Sunday, October 14, 2012

ROLLOFF analysis of Poles, Belarusians and Russians from central regions of Russia

A month ago  the notorious Reich lab released an alpha version of ADMIXTOOOLS version 1.0. The alpha version package was developed for in-house use, so the operating routine is not always self-explanatory. The goof thing, however, is that ADMIXTOOLS package maintains full format compatibility with another very well-known EIGENSOFT software program developed by the same lab. This makes the learning curve of ADMIXTOOLS much steeper and flatter. 
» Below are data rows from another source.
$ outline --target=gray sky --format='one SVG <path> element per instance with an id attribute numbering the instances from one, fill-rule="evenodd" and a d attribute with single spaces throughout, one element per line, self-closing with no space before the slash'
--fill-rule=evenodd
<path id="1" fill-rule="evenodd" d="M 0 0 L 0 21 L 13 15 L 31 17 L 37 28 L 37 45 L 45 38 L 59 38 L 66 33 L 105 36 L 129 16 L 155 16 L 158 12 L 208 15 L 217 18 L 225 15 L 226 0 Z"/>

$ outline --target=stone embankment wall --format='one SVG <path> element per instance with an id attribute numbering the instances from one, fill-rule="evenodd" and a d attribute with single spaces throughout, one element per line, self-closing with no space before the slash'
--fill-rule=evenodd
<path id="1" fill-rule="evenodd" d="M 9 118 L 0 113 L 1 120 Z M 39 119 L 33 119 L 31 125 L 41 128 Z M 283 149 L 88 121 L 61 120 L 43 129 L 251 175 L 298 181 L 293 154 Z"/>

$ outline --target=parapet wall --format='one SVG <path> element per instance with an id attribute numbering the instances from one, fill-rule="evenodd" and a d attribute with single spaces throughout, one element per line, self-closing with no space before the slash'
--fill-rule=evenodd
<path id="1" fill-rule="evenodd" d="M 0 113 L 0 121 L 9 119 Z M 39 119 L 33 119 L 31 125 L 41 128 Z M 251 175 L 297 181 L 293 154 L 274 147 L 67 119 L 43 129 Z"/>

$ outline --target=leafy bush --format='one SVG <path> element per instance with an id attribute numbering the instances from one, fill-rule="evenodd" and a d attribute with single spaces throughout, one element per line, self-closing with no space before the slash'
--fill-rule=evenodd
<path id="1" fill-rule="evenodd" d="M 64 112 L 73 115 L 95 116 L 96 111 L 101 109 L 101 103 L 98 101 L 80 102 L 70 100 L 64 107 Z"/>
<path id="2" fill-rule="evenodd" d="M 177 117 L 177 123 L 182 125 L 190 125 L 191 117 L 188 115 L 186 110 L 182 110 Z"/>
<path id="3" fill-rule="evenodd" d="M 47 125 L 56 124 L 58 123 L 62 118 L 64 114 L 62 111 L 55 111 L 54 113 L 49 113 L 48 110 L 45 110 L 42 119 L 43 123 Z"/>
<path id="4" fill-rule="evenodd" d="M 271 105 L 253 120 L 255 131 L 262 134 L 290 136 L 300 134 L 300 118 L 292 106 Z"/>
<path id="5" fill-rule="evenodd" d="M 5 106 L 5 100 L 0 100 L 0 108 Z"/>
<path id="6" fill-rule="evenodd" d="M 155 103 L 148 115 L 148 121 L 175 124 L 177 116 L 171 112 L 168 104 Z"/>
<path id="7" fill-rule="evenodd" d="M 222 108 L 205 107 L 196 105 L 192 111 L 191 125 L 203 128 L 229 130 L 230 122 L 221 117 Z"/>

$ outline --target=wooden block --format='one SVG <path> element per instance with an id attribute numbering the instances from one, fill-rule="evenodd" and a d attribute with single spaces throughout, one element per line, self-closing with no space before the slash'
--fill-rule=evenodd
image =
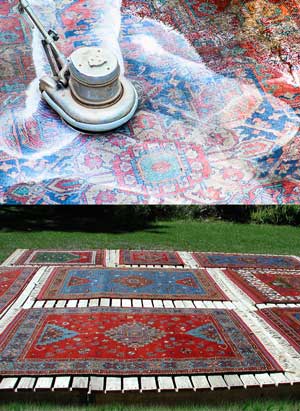
<path id="1" fill-rule="evenodd" d="M 276 387 L 278 387 L 279 384 L 290 384 L 290 380 L 284 375 L 283 372 L 276 372 L 276 373 L 270 373 L 270 377 L 274 381 Z"/>
<path id="2" fill-rule="evenodd" d="M 255 374 L 255 378 L 257 379 L 261 387 L 263 387 L 264 385 L 275 385 L 274 381 L 267 373 Z"/>
<path id="3" fill-rule="evenodd" d="M 209 375 L 208 381 L 212 390 L 214 390 L 215 388 L 230 388 L 224 381 L 222 375 Z"/>
<path id="4" fill-rule="evenodd" d="M 142 305 L 142 300 L 140 300 L 140 299 L 133 299 L 133 300 L 132 300 L 132 306 L 133 306 L 133 307 L 136 307 L 136 308 L 142 307 L 142 306 L 143 306 L 143 305 Z"/>
<path id="5" fill-rule="evenodd" d="M 214 301 L 214 305 L 216 308 L 223 310 L 225 308 L 223 301 Z"/>
<path id="6" fill-rule="evenodd" d="M 145 308 L 152 308 L 153 307 L 151 300 L 142 300 L 142 302 L 143 302 L 143 307 L 145 307 Z"/>
<path id="7" fill-rule="evenodd" d="M 139 380 L 137 377 L 124 377 L 123 378 L 123 389 L 125 391 L 139 391 Z"/>
<path id="8" fill-rule="evenodd" d="M 215 308 L 212 301 L 203 301 L 203 304 L 205 305 L 206 308 L 209 308 L 209 309 Z"/>
<path id="9" fill-rule="evenodd" d="M 205 305 L 202 301 L 194 301 L 194 305 L 196 308 L 205 308 Z"/>
<path id="10" fill-rule="evenodd" d="M 17 384 L 19 378 L 17 377 L 8 377 L 8 378 L 3 378 L 0 382 L 0 390 L 13 390 L 15 388 L 15 385 Z"/>
<path id="11" fill-rule="evenodd" d="M 242 380 L 245 388 L 257 387 L 259 385 L 259 382 L 253 374 L 241 374 L 240 379 Z"/>
<path id="12" fill-rule="evenodd" d="M 109 391 L 121 391 L 122 390 L 122 380 L 119 377 L 107 377 L 105 392 Z"/>
<path id="13" fill-rule="evenodd" d="M 141 392 L 156 391 L 157 385 L 155 377 L 141 377 Z"/>
<path id="14" fill-rule="evenodd" d="M 77 306 L 77 303 L 78 303 L 78 300 L 69 300 L 69 301 L 67 302 L 67 307 L 69 307 L 69 308 L 74 308 L 74 307 Z"/>
<path id="15" fill-rule="evenodd" d="M 56 308 L 64 308 L 66 305 L 67 301 L 66 300 L 59 300 L 56 302 L 55 307 Z"/>
<path id="16" fill-rule="evenodd" d="M 120 298 L 112 298 L 112 299 L 111 299 L 111 306 L 112 306 L 112 307 L 121 307 L 121 300 L 120 300 Z"/>
<path id="17" fill-rule="evenodd" d="M 89 394 L 93 391 L 103 391 L 104 377 L 90 377 Z"/>
<path id="18" fill-rule="evenodd" d="M 184 308 L 183 301 L 175 300 L 175 301 L 173 302 L 173 304 L 175 305 L 176 308 Z"/>
<path id="19" fill-rule="evenodd" d="M 195 308 L 193 301 L 183 300 L 182 302 L 185 308 Z"/>
<path id="20" fill-rule="evenodd" d="M 110 298 L 101 298 L 100 306 L 101 307 L 109 307 L 110 306 Z"/>
<path id="21" fill-rule="evenodd" d="M 223 304 L 228 310 L 234 310 L 235 309 L 235 306 L 234 306 L 234 304 L 232 304 L 231 301 L 224 301 Z"/>
<path id="22" fill-rule="evenodd" d="M 131 300 L 129 298 L 123 298 L 122 307 L 131 307 Z"/>
<path id="23" fill-rule="evenodd" d="M 152 303 L 153 303 L 153 307 L 155 307 L 155 308 L 163 308 L 164 307 L 162 300 L 153 300 Z"/>
<path id="24" fill-rule="evenodd" d="M 44 300 L 36 301 L 36 302 L 34 303 L 33 308 L 42 308 L 42 307 L 44 307 L 44 304 L 45 304 L 45 301 L 44 301 Z"/>
<path id="25" fill-rule="evenodd" d="M 223 375 L 224 380 L 228 387 L 244 387 L 244 384 L 237 374 L 225 374 Z"/>
<path id="26" fill-rule="evenodd" d="M 15 391 L 19 390 L 32 390 L 34 387 L 35 378 L 34 377 L 22 377 L 20 378 Z"/>
<path id="27" fill-rule="evenodd" d="M 175 391 L 178 391 L 178 390 L 192 390 L 193 389 L 193 385 L 191 383 L 191 380 L 186 375 L 176 376 L 176 377 L 174 377 L 174 381 L 175 381 Z"/>
<path id="28" fill-rule="evenodd" d="M 50 390 L 52 387 L 53 377 L 39 377 L 34 387 L 34 391 Z"/>
<path id="29" fill-rule="evenodd" d="M 77 307 L 84 308 L 89 304 L 89 300 L 78 300 Z"/>
<path id="30" fill-rule="evenodd" d="M 55 305 L 55 300 L 48 300 L 46 301 L 46 304 L 44 305 L 45 308 L 53 308 Z"/>
<path id="31" fill-rule="evenodd" d="M 72 390 L 87 390 L 89 386 L 89 377 L 76 376 L 73 377 L 70 391 Z"/>
<path id="32" fill-rule="evenodd" d="M 175 390 L 172 377 L 157 377 L 158 392 L 164 390 Z"/>
<path id="33" fill-rule="evenodd" d="M 98 298 L 91 298 L 89 301 L 89 307 L 98 307 L 99 299 Z"/>
<path id="34" fill-rule="evenodd" d="M 163 300 L 165 308 L 174 308 L 173 302 L 171 300 Z"/>
<path id="35" fill-rule="evenodd" d="M 34 301 L 33 299 L 28 298 L 27 301 L 23 304 L 22 308 L 23 308 L 24 310 L 28 310 L 29 308 L 33 307 L 34 302 L 35 302 L 35 301 Z"/>
<path id="36" fill-rule="evenodd" d="M 71 381 L 70 376 L 55 377 L 52 391 L 54 390 L 67 390 Z"/>
<path id="37" fill-rule="evenodd" d="M 195 390 L 207 390 L 210 384 L 205 375 L 192 375 L 191 380 Z"/>

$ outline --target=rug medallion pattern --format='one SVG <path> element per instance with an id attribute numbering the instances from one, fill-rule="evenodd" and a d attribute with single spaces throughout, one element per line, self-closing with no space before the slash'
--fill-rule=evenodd
<path id="1" fill-rule="evenodd" d="M 123 265 L 184 265 L 175 251 L 120 250 Z"/>
<path id="2" fill-rule="evenodd" d="M 105 251 L 25 250 L 15 265 L 105 265 Z"/>

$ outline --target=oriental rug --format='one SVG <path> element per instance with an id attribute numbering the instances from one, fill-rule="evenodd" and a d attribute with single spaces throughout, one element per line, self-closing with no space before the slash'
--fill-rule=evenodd
<path id="1" fill-rule="evenodd" d="M 0 337 L 0 375 L 281 371 L 231 310 L 23 310 Z"/>
<path id="2" fill-rule="evenodd" d="M 32 2 L 65 55 L 115 51 L 139 107 L 100 138 L 67 127 L 40 97 L 39 34 L 2 1 L 0 203 L 299 202 L 296 0 Z"/>
<path id="3" fill-rule="evenodd" d="M 105 265 L 105 250 L 24 250 L 14 265 Z"/>
<path id="4" fill-rule="evenodd" d="M 225 253 L 193 253 L 192 255 L 200 267 L 300 269 L 300 261 L 289 256 Z"/>
<path id="5" fill-rule="evenodd" d="M 0 267 L 0 314 L 21 294 L 35 272 L 29 267 Z"/>
<path id="6" fill-rule="evenodd" d="M 120 250 L 123 265 L 184 265 L 175 251 Z"/>
<path id="7" fill-rule="evenodd" d="M 224 273 L 256 303 L 300 303 L 300 271 L 245 268 Z"/>
<path id="8" fill-rule="evenodd" d="M 259 310 L 258 314 L 300 352 L 299 308 L 264 308 Z"/>
<path id="9" fill-rule="evenodd" d="M 163 298 L 227 300 L 205 270 L 54 268 L 38 299 Z"/>

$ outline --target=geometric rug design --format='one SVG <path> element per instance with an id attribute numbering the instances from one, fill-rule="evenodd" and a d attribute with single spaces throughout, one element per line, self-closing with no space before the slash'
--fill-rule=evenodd
<path id="1" fill-rule="evenodd" d="M 300 353 L 300 308 L 264 308 L 258 311 Z"/>
<path id="2" fill-rule="evenodd" d="M 105 250 L 24 250 L 14 265 L 105 265 Z"/>
<path id="3" fill-rule="evenodd" d="M 120 250 L 120 264 L 123 265 L 184 265 L 175 251 Z"/>
<path id="4" fill-rule="evenodd" d="M 38 299 L 163 298 L 228 300 L 205 270 L 54 268 Z"/>
<path id="5" fill-rule="evenodd" d="M 200 267 L 300 269 L 300 261 L 290 256 L 263 254 L 193 253 Z"/>
<path id="6" fill-rule="evenodd" d="M 0 9 L 0 203 L 299 201 L 296 0 L 35 2 L 66 56 L 119 39 L 140 104 L 104 138 L 42 101 L 50 67 L 16 2 Z"/>
<path id="7" fill-rule="evenodd" d="M 256 303 L 300 303 L 300 270 L 224 270 Z"/>
<path id="8" fill-rule="evenodd" d="M 0 314 L 20 295 L 35 272 L 29 267 L 0 267 Z"/>
<path id="9" fill-rule="evenodd" d="M 281 371 L 231 310 L 22 310 L 0 337 L 0 375 Z"/>

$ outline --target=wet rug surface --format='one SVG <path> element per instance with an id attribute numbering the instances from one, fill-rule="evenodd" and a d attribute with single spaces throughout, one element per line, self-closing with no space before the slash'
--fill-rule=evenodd
<path id="1" fill-rule="evenodd" d="M 193 253 L 201 267 L 300 269 L 294 257 L 262 254 Z"/>
<path id="2" fill-rule="evenodd" d="M 0 314 L 20 295 L 35 272 L 28 267 L 0 267 Z"/>
<path id="3" fill-rule="evenodd" d="M 39 35 L 2 2 L 0 203 L 299 200 L 296 1 L 31 3 L 66 55 L 112 48 L 140 101 L 100 137 L 67 127 L 40 99 Z"/>
<path id="4" fill-rule="evenodd" d="M 120 264 L 124 265 L 184 265 L 175 251 L 120 250 Z"/>
<path id="5" fill-rule="evenodd" d="M 299 308 L 265 308 L 259 314 L 300 352 Z"/>
<path id="6" fill-rule="evenodd" d="M 227 300 L 204 270 L 56 268 L 38 298 L 165 298 Z"/>
<path id="7" fill-rule="evenodd" d="M 300 271 L 227 269 L 224 272 L 256 303 L 300 302 Z"/>
<path id="8" fill-rule="evenodd" d="M 23 310 L 0 340 L 0 375 L 281 370 L 228 310 Z"/>
<path id="9" fill-rule="evenodd" d="M 14 265 L 105 265 L 105 251 L 24 250 Z"/>

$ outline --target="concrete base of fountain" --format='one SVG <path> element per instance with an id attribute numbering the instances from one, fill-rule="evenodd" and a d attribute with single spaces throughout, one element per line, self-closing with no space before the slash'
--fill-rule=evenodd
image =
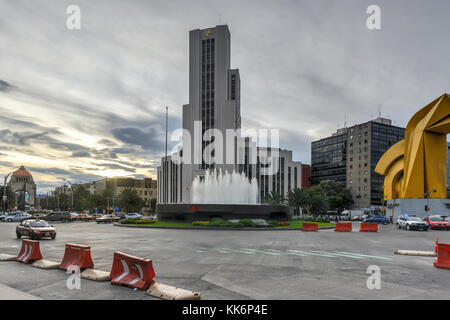
<path id="1" fill-rule="evenodd" d="M 207 221 L 222 219 L 290 220 L 292 209 L 265 204 L 157 204 L 159 220 Z"/>

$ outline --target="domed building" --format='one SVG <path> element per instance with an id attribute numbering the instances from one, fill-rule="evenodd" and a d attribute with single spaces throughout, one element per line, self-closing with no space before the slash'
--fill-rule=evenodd
<path id="1" fill-rule="evenodd" d="M 36 184 L 31 173 L 21 166 L 14 171 L 9 180 L 8 186 L 16 194 L 17 209 L 25 210 L 25 206 L 36 206 Z M 28 194 L 28 198 L 27 195 Z"/>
The aforementioned package features 6 cool programs, among which i find most useful qp3Pop and rolloff. Due to limitations of this post, i am not going to discuss qp3pop in all details and for the purpose of my presentation it is suffice to say that this program implements three- population (f_3) test for treeness of populations from Reich et al. 2009
Rather i'd suggest reading ADMIXTOOLS supporting material, Dienekes' posts and Reich's paper to get an idea of what f_3 test is about.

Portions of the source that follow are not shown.